Art exhibit features couples’ collaborations

By Josiah Jorenby Reporter

 

The Heart to Heart exhibit, which opened on Jan. 13 in the South Dakota Art Museum, will feature a number of collaborative pieces. Each one of these collaborations is special for one big reason: all of the artists happen to be couples. Each of the 10 couples featured at the exhibit have submitted at least one of their own personal works, along with a piece that both of them worked on together.

Jodi Lundgren, curator for the South Dakota Art Museum, came up with the idea for the exhibit. Lundgren and her husband, both artists, became a couple before they started their artistic careers.
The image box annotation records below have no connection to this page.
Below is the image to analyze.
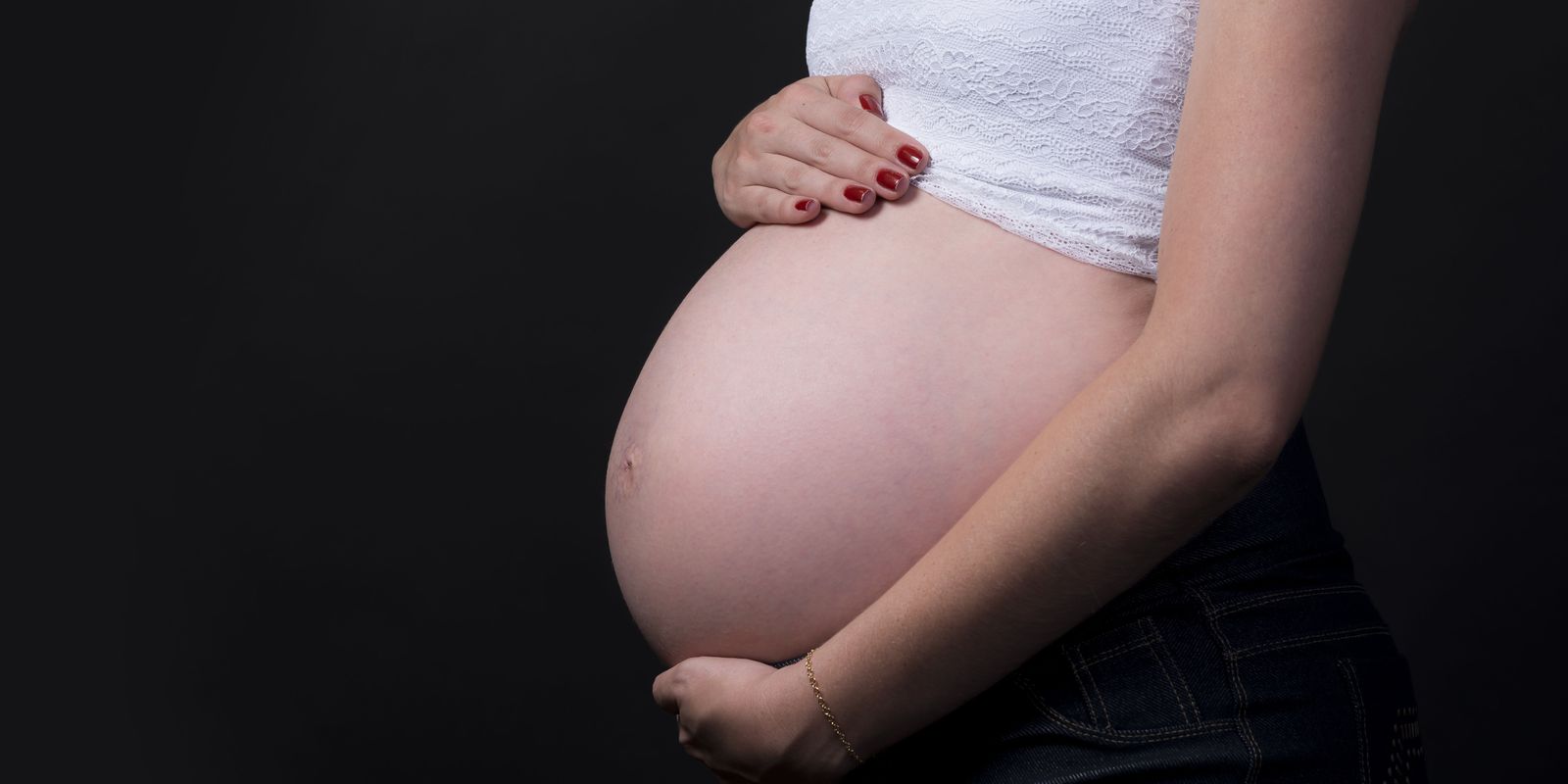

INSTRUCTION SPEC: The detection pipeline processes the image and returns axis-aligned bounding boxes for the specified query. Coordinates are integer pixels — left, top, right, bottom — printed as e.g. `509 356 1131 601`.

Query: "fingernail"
860 92 888 120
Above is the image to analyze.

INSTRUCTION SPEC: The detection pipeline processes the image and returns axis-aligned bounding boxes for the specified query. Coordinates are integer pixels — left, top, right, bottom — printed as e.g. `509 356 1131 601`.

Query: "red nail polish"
860 92 888 120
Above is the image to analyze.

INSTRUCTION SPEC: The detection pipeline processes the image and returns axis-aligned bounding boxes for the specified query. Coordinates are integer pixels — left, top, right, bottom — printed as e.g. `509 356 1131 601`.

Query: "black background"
55 0 1568 784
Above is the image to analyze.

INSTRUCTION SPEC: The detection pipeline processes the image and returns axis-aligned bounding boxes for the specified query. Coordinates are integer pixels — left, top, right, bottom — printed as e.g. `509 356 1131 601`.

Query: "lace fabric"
806 0 1198 279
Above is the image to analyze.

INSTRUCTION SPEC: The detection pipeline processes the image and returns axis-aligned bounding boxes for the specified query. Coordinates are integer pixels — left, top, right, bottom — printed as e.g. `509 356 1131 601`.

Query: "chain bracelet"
806 648 865 762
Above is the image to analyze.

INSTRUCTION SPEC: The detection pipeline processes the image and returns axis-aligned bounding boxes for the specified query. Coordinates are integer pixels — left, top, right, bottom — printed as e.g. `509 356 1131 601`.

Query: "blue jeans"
774 421 1427 784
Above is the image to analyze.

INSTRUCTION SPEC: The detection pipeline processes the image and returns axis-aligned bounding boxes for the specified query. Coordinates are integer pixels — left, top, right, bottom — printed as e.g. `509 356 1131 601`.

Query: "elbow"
1200 382 1299 483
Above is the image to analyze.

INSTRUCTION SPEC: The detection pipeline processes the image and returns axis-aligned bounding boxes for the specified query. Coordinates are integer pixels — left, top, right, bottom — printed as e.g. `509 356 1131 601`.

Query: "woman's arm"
781 0 1406 770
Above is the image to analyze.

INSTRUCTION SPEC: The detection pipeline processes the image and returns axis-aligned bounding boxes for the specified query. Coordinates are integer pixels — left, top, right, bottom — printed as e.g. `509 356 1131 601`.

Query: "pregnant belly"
606 188 1154 663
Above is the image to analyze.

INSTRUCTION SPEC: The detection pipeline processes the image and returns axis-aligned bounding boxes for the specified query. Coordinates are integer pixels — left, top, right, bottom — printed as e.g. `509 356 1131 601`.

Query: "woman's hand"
654 656 858 784
713 74 931 229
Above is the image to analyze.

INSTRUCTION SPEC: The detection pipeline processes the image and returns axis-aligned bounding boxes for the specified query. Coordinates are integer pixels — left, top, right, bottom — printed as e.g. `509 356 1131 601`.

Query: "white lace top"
806 0 1198 279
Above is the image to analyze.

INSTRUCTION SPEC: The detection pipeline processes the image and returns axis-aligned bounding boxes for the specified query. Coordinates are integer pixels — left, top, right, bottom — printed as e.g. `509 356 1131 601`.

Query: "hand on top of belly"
713 74 931 229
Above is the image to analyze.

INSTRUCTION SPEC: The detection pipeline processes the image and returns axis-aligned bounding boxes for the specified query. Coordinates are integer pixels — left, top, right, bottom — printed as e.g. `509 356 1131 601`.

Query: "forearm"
813 332 1280 756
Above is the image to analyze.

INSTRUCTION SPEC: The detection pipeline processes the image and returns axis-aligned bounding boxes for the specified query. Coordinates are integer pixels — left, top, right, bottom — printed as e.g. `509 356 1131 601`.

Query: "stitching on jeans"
1184 583 1262 784
1035 701 1236 743
1072 648 1111 729
1140 617 1202 723
1226 625 1393 659
1061 646 1100 724
1335 659 1372 784
1079 633 1150 666
1213 585 1367 616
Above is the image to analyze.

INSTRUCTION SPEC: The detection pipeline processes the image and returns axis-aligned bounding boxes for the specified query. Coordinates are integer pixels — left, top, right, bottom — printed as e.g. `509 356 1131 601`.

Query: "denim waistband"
773 418 1354 668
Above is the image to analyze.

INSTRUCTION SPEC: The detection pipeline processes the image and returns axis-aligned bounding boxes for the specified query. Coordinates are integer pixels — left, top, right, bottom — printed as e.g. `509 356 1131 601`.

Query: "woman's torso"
606 0 1185 662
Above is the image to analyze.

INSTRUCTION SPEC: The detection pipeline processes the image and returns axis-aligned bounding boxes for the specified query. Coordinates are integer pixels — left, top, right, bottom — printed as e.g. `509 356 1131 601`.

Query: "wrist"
773 662 864 781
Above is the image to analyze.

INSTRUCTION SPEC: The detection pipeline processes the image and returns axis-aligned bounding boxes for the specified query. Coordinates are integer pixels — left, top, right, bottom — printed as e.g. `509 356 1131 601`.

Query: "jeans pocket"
1013 614 1202 739
1335 653 1427 784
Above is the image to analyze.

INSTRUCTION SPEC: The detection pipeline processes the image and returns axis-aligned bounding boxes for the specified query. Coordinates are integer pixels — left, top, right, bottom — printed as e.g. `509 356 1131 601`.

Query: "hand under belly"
606 188 1154 663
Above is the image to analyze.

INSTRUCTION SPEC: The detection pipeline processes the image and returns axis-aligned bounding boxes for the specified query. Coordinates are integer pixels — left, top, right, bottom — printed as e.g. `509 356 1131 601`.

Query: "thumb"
823 74 888 121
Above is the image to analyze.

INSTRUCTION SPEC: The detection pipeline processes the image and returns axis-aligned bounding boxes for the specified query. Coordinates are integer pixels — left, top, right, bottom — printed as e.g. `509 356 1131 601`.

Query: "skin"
713 74 931 229
653 0 1413 782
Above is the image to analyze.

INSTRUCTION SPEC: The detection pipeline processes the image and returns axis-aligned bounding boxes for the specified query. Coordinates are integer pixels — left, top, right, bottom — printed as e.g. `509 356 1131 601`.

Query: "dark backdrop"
76 0 1565 784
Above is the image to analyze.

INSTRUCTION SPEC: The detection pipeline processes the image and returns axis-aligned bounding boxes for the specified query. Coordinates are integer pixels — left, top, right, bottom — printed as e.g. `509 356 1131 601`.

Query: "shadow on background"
74 2 1565 782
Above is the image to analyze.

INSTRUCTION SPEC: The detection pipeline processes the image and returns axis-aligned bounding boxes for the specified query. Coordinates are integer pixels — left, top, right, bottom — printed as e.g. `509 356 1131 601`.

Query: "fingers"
770 76 931 174
654 664 680 713
742 154 909 214
734 185 827 222
821 74 888 121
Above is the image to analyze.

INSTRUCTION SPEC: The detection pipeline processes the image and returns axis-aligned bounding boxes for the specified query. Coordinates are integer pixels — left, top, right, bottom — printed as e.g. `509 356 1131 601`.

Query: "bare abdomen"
606 188 1154 663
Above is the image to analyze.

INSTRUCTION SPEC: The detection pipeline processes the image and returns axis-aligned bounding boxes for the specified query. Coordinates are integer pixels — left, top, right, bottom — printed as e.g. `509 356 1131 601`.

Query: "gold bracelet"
806 648 865 762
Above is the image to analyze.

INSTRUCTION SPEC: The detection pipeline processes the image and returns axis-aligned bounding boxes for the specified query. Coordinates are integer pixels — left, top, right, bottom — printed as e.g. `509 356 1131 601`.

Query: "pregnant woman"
606 0 1424 782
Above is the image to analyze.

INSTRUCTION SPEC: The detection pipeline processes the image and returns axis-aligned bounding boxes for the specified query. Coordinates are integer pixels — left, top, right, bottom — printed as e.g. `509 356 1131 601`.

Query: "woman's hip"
847 573 1425 782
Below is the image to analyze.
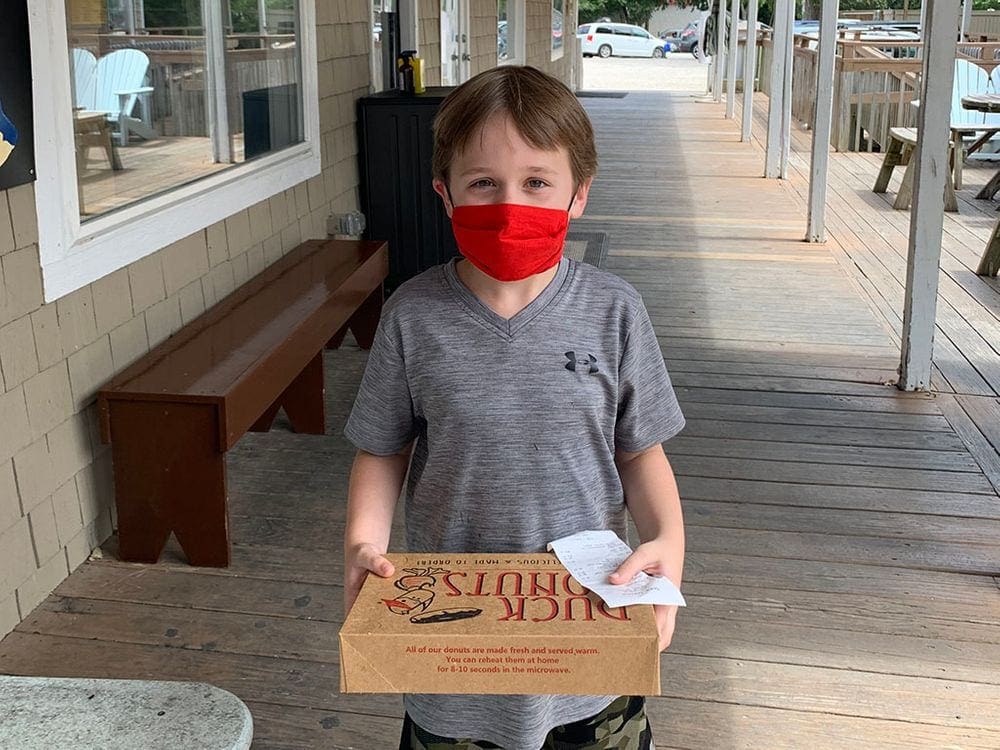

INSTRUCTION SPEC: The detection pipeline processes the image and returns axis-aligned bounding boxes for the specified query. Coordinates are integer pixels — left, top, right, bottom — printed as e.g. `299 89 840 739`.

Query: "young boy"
344 66 684 750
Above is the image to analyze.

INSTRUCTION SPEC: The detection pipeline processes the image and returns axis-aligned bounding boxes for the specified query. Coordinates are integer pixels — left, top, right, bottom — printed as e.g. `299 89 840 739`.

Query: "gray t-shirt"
345 258 684 750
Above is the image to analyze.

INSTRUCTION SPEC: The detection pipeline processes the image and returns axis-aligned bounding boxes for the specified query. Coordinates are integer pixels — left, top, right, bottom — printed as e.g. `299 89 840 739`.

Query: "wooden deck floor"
0 94 1000 750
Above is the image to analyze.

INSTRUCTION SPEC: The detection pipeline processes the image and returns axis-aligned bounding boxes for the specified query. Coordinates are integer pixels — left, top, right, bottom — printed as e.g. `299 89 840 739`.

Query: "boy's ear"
431 180 454 219
572 177 594 219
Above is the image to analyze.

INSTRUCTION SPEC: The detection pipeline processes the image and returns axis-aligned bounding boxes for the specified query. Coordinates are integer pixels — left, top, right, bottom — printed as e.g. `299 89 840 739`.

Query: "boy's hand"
344 544 396 618
608 540 681 651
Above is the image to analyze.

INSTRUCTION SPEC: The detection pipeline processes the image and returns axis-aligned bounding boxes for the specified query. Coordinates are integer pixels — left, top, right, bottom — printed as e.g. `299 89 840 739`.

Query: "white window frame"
549 0 576 61
498 0 528 65
28 0 321 302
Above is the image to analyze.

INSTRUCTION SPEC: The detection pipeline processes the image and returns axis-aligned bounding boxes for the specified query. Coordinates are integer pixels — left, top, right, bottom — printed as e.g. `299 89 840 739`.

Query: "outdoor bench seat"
872 128 958 212
97 240 389 567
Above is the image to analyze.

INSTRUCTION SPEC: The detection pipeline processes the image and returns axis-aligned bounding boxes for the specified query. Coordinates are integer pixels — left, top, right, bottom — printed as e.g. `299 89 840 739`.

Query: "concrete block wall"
0 0 371 637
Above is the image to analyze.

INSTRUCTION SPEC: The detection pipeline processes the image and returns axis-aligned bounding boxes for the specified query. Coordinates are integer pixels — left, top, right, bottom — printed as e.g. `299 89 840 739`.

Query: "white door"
441 0 472 86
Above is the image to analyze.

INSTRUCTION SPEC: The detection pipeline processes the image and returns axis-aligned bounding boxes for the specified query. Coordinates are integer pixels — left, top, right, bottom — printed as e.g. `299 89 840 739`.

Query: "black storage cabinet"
358 86 458 293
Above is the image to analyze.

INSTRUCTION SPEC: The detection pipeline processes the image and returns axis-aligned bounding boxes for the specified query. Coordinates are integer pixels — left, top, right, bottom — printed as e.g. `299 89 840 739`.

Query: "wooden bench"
872 128 958 213
976 220 1000 276
97 240 389 567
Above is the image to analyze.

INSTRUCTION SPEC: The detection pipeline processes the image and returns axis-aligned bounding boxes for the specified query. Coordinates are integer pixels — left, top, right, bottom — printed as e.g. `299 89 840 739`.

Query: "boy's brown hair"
433 65 597 191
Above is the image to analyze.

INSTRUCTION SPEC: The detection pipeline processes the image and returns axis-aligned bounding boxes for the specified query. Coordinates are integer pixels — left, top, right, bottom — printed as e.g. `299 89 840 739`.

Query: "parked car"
660 21 698 52
576 23 664 57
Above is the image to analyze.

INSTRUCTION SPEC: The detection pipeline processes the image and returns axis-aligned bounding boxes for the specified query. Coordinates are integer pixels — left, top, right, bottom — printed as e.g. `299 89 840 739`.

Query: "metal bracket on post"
806 0 840 242
899 0 959 391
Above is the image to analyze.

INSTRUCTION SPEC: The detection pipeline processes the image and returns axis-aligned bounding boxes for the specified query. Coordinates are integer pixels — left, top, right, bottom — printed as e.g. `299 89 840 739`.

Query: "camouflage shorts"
399 696 653 750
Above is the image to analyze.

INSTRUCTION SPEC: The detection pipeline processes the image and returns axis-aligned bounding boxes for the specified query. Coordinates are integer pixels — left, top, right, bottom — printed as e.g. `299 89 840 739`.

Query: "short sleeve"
344 317 416 456
615 307 684 453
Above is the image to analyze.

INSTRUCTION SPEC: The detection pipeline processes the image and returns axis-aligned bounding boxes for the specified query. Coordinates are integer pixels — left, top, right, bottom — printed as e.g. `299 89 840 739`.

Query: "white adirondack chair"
951 60 1000 190
93 49 156 146
73 47 97 110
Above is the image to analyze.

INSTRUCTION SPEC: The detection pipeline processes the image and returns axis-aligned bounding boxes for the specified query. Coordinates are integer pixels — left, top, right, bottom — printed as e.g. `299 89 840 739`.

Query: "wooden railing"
760 32 1000 151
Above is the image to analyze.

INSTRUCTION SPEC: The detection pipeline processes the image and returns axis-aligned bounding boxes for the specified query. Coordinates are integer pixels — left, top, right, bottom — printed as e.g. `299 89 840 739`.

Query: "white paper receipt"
549 530 685 607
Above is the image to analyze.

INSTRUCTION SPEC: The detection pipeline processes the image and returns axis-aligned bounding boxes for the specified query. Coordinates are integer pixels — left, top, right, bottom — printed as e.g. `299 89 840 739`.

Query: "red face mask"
451 203 569 281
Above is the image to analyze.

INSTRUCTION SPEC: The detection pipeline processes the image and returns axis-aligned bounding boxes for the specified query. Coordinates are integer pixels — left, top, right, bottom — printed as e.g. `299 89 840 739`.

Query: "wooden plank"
678 476 1000 519
670 612 1000 685
663 654 1000 730
687 526 997 575
941 396 1000 502
684 499 1000 548
684 398 958 432
666 456 996 495
674 386 940 416
678 583 995 648
671 418 967 458
669 432 981 474
664 374 898 399
684 549 1000 612
646 700 1000 750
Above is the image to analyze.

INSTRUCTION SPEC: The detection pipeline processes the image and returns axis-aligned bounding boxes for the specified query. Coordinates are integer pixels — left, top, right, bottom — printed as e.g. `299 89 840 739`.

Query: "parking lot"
582 52 709 94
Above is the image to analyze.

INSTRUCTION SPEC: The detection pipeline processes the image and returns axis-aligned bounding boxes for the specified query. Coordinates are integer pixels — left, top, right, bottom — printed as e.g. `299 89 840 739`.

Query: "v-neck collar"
444 256 571 338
After they became artists, she realized there were a lot of other artist couples.

According to Lundgren, many of the couples featured in the exhibit are professors or former professors at various universities. “You see a lot of artist couples who end up going on and teaching at the same school,” Lundgren said.

The exhibit displays a wide variety of styles unique to each artist and to each couple.

“There’s a lot of stuff you wouldn’t think of making art with in the show,” Lundgren said.

There is everything from traditional artworks such as photography to more “non-traditional” art, such as a plastic chair tipped upside down in a puddle of pink goo, an artwork made by Kristyn Weaver.

Weaver and her husband Peter Reichardt, a professor at SDSU, also took a mirror and had it sandblasted with the words, “After cold and flu season, we will eat it.”

One couple took all the paths that they had run, overlaid them into some mapping software and erased everything but the paths they had run. Another couple went on a 450-mile bike trip and took photos of the trip and photos of each other for their collaborative artwork.

The exhibit will run until April 26. On Feb. 13 (the day before Valentine’s), there will be an artist’s reception from 4:30 p.m. to 7:00 p.m., where visitors can meet and chat with the artists. There will also be a Heart to Heart Chocolate Auction where patrons can pay $10 to taste different chocolates donated by local businesses. The money raised will be donated to the museum.